Num surto artístico totalmente distinto do que foi a sua carreira, ele produziu telas de pop art tropicalistas.
“O mais fantástico é que, numa dessas obras, é como se alguém estivesse parindo a Tropicália”, diz Ernesto Bitencourt, dono de uma galeria de arte que leva seu nome, em Salvador.
É lá que, ainda este ano, depois de restaurá-las, ele pretende expor as duas telas de Gullar, adquiridas há três anos, mas que ficaram guardadas em seu acervo particular, em São Paulo.
Uma das telas está com a data de 13 abril de 1969, assinalada ao centro por Gullar, época em que se vivia no olho do furacão da contracultura no mundo.
Com a onipresença da guitarra elétrica, que modificou a música mundial naqueles anos 1960, as telas trazem colagens e desenhos retratando artistas da música brasileira como Os Mutantes, Gilberto Gil e Gal Costa.
Nas duas telas, Gullar interliga todos os personagens, emendando-os com desenhos de fios de cabelo, cordas de guitarra e fios elétricos.

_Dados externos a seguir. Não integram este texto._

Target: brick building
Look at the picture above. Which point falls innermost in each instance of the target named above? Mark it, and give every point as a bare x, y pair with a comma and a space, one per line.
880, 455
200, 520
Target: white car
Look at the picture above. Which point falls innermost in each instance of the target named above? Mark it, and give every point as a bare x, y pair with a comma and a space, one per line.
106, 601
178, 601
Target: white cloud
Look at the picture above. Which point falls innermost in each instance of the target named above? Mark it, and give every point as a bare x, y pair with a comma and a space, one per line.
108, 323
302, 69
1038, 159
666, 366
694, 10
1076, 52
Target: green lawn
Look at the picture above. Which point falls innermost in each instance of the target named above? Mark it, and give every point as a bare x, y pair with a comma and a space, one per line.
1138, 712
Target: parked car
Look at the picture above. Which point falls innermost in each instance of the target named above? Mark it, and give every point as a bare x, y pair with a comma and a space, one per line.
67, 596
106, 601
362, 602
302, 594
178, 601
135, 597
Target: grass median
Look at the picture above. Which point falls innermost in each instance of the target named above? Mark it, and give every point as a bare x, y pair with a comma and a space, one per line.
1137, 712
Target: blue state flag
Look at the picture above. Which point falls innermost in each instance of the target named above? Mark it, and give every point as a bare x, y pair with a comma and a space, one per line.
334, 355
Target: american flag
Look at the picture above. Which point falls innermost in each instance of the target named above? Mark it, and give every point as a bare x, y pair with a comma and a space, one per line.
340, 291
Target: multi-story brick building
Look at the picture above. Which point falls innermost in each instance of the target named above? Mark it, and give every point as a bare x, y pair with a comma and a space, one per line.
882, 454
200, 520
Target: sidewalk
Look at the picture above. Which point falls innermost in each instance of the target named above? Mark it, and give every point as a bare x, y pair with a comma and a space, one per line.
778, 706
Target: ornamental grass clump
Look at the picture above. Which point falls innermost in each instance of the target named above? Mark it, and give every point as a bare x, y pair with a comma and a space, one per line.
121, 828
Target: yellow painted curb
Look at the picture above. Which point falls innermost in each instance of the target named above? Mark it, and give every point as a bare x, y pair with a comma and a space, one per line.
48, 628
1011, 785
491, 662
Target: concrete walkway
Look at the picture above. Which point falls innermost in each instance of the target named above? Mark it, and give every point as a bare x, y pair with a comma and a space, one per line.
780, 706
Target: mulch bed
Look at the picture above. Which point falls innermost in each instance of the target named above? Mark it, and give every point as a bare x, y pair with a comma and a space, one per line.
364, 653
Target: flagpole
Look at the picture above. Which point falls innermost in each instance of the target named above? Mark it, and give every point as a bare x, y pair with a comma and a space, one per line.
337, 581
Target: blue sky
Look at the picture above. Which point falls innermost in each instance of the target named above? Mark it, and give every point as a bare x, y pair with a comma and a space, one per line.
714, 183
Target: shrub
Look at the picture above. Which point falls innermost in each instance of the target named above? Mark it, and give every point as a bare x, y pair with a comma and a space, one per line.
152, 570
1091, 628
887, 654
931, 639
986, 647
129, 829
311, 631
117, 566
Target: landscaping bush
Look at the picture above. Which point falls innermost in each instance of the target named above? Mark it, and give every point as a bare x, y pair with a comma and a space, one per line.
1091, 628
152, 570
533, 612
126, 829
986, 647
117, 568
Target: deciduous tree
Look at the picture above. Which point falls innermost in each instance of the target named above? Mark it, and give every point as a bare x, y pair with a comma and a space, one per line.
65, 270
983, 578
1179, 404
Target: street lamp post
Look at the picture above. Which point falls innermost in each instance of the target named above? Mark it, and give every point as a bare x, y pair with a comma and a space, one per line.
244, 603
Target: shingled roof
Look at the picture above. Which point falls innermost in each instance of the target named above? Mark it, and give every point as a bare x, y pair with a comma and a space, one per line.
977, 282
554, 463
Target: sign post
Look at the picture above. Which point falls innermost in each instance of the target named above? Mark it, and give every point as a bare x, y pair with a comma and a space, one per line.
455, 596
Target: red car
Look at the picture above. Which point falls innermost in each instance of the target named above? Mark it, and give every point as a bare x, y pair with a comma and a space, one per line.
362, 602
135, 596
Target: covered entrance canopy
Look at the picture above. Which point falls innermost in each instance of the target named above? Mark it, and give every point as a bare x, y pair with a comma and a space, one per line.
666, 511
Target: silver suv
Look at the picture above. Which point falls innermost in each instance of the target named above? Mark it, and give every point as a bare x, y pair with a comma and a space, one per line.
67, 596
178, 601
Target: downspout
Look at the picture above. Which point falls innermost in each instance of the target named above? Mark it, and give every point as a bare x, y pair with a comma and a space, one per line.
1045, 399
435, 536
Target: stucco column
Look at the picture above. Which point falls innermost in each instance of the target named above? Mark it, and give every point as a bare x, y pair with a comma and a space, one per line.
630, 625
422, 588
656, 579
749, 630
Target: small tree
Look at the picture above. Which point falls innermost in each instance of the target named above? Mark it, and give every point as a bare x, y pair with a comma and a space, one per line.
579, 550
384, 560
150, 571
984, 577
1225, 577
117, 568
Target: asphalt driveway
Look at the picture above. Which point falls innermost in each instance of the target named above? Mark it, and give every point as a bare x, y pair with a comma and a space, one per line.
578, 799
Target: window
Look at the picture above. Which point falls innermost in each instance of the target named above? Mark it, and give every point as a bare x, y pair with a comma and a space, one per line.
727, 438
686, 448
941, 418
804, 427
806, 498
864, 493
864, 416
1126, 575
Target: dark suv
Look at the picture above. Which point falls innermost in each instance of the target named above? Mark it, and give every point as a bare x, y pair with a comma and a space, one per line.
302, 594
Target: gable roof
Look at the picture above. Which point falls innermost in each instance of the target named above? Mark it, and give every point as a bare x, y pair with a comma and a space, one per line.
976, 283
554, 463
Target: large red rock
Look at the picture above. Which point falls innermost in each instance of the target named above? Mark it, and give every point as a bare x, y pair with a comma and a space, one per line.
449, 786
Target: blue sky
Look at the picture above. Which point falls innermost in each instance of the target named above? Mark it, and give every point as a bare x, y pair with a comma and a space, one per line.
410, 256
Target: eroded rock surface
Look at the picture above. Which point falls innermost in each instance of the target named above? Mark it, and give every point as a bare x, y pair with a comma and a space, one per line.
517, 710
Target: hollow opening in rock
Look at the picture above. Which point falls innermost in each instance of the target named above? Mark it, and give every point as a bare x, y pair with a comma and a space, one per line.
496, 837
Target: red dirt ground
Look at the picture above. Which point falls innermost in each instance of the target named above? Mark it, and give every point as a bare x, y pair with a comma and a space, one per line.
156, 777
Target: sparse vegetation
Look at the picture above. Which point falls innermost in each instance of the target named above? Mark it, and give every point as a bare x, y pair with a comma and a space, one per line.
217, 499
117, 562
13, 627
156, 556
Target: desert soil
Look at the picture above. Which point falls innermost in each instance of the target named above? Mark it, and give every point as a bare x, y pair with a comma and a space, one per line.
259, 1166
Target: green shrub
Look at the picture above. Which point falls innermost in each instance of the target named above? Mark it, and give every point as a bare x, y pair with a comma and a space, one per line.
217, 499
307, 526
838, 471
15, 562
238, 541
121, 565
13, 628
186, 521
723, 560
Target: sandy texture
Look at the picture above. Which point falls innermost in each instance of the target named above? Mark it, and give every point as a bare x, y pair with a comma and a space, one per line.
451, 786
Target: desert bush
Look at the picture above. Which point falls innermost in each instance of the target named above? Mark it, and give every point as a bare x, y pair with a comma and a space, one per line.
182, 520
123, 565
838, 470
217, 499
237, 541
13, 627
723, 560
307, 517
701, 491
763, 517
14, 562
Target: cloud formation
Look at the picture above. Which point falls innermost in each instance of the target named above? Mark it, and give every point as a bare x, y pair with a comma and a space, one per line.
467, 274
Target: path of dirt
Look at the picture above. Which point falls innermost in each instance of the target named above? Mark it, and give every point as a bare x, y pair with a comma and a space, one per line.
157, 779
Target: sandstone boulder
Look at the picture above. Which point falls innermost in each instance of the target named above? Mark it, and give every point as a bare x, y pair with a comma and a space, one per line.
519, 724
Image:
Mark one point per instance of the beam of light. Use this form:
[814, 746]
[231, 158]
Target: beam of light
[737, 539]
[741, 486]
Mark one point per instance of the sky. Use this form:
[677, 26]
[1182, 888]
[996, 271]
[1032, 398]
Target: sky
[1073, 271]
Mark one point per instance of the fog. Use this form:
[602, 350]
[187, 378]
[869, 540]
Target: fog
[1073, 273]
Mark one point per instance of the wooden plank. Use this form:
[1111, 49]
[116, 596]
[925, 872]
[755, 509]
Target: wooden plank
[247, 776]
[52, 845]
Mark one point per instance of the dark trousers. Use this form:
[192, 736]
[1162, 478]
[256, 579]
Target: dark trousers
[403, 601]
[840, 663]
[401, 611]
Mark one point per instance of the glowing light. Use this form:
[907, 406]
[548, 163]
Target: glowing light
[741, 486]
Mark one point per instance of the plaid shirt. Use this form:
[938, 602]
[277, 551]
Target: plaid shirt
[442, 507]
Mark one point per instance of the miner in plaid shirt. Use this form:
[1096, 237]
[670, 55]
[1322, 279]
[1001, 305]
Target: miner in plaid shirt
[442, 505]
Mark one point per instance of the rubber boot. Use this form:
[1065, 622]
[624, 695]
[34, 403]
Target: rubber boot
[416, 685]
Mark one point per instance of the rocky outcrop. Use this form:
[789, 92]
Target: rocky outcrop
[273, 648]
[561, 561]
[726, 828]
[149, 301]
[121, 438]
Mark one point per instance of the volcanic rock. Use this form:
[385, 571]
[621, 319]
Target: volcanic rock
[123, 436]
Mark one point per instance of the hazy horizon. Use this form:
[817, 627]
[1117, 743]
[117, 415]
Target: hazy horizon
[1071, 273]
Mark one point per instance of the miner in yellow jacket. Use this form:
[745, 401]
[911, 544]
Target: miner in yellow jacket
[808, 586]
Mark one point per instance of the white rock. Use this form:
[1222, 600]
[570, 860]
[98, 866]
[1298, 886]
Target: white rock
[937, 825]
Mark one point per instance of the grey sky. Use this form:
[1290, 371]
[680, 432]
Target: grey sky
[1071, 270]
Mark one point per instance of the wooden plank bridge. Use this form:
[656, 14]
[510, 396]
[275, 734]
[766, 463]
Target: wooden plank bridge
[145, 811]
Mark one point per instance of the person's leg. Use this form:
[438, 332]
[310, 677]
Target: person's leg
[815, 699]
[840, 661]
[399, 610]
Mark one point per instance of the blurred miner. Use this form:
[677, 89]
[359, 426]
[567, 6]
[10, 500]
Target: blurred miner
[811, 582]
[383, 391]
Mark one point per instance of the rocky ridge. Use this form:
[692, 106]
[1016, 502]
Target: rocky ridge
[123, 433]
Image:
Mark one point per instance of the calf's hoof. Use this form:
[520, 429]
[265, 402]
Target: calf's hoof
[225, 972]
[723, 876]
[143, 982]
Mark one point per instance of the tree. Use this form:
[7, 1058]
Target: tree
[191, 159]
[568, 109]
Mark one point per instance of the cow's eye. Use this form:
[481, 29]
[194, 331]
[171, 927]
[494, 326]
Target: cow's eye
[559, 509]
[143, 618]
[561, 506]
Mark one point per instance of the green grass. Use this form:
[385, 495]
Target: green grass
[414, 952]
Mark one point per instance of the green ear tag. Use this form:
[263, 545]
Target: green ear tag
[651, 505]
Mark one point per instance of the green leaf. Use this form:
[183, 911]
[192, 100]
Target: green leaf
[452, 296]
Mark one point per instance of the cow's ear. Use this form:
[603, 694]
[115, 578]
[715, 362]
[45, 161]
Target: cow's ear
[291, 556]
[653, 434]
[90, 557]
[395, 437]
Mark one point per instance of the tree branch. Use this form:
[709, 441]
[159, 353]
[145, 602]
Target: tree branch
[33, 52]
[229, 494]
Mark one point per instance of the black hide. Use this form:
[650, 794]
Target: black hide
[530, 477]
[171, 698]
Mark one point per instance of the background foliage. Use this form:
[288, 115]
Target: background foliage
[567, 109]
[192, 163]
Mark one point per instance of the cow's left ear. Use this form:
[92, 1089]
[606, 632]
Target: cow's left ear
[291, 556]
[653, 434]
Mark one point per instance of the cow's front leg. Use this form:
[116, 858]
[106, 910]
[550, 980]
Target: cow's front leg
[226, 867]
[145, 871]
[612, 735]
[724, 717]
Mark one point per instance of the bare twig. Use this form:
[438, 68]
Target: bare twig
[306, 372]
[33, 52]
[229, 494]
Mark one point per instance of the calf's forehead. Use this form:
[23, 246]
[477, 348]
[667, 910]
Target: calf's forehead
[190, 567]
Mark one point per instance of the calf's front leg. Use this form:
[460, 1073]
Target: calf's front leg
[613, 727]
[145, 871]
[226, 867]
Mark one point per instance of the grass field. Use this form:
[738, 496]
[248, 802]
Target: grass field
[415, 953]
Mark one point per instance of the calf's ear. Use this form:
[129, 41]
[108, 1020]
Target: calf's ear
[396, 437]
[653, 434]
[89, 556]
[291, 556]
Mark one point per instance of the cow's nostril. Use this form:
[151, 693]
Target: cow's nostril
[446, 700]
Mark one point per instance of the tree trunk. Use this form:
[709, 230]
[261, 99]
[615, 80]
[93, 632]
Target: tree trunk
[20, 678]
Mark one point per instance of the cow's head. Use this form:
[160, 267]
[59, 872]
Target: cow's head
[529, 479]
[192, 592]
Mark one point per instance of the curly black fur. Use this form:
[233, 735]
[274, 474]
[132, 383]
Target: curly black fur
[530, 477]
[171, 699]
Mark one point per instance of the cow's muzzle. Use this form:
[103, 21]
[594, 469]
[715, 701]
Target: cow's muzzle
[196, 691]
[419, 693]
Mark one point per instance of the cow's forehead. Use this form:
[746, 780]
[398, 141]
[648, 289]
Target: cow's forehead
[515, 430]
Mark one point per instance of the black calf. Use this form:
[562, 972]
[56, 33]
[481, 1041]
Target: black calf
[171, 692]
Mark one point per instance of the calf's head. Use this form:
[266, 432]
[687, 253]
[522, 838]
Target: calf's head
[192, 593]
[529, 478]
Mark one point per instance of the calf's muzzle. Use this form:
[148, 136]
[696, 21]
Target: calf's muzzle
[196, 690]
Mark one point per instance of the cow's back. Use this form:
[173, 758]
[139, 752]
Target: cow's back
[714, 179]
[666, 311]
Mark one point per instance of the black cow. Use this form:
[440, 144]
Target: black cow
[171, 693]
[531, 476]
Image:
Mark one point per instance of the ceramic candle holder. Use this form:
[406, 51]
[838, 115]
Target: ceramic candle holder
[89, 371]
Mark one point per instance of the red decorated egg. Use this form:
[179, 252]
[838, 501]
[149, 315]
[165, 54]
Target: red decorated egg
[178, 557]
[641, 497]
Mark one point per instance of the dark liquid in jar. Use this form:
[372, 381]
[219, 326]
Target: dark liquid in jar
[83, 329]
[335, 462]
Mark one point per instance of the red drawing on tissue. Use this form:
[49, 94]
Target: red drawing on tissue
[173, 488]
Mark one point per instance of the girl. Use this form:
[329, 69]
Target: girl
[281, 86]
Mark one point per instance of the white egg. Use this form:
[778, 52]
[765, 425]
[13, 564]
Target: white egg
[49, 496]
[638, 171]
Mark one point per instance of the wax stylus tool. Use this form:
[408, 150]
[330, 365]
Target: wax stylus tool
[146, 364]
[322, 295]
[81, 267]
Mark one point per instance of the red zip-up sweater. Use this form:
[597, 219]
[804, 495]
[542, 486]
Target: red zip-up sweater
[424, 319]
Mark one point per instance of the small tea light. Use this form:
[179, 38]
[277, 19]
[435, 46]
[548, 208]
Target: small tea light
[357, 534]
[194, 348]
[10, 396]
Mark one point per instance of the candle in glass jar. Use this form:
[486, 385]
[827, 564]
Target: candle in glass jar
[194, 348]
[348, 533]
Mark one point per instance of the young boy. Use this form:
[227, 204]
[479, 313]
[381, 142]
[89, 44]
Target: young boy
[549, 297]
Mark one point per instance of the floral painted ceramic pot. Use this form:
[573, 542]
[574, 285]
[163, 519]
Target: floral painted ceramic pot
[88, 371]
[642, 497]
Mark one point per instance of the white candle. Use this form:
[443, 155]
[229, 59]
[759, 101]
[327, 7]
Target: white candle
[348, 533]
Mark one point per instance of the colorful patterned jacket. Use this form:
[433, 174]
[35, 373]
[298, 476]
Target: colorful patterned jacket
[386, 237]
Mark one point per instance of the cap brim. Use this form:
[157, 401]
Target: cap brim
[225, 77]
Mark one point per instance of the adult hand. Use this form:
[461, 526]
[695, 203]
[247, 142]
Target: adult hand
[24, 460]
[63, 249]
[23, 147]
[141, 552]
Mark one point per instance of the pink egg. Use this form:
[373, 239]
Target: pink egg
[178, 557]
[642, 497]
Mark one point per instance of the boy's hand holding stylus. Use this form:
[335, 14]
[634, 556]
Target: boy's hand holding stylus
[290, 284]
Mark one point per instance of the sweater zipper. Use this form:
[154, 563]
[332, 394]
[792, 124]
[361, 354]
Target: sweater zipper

As telas foram feitas com tinta guache, nanquim, colagens, segundo Bitecourt, em um trabalho minucioso. “É uma obra para ser estudada”, diz.
Nas colagens, Gullar deu especial destaque para Os Mutantes e para Gal Costa. Há um trecho em que Gal e Rita Lee se ligam pela extensão do cabelo de Gal, e as tranças de Rita estão plugadas como se fossem cabos. Ao lado, está escrito “Tranças elétricas da Ritinha”.
O neologismo “Galétrica”, numa referência a Gal Costa, aparece ao longo das ilustrações, numa delas escrito dentro de um coração ao lado de um rosto de Gal, que está com cabelos loiros desenhados por Gullar.
Os irmãos Sérgio Dias e Arnaldo Baptista, dos Mutantes, também surgem com destaque. O guitarrista Sérgio Dias é representado com metade do seu rosto sendo formado por uma guitarra. Entre ele e Arnaldo está a frase “Esse treco é Godardiano: não tem fim nem começo!!!”, escrito por Gullar.
“A Lucinha [Barbosa, sua esposa] achou o estilo do Gullar muito parecido com o meu. A partir de um buraquinho pequeno, eu desenvolvo com mil ideias, né?”, diz o compositor, multi-instrumentista e membro fundador dos Mutantes, Arnaldo Baptista, que também é artista plástico.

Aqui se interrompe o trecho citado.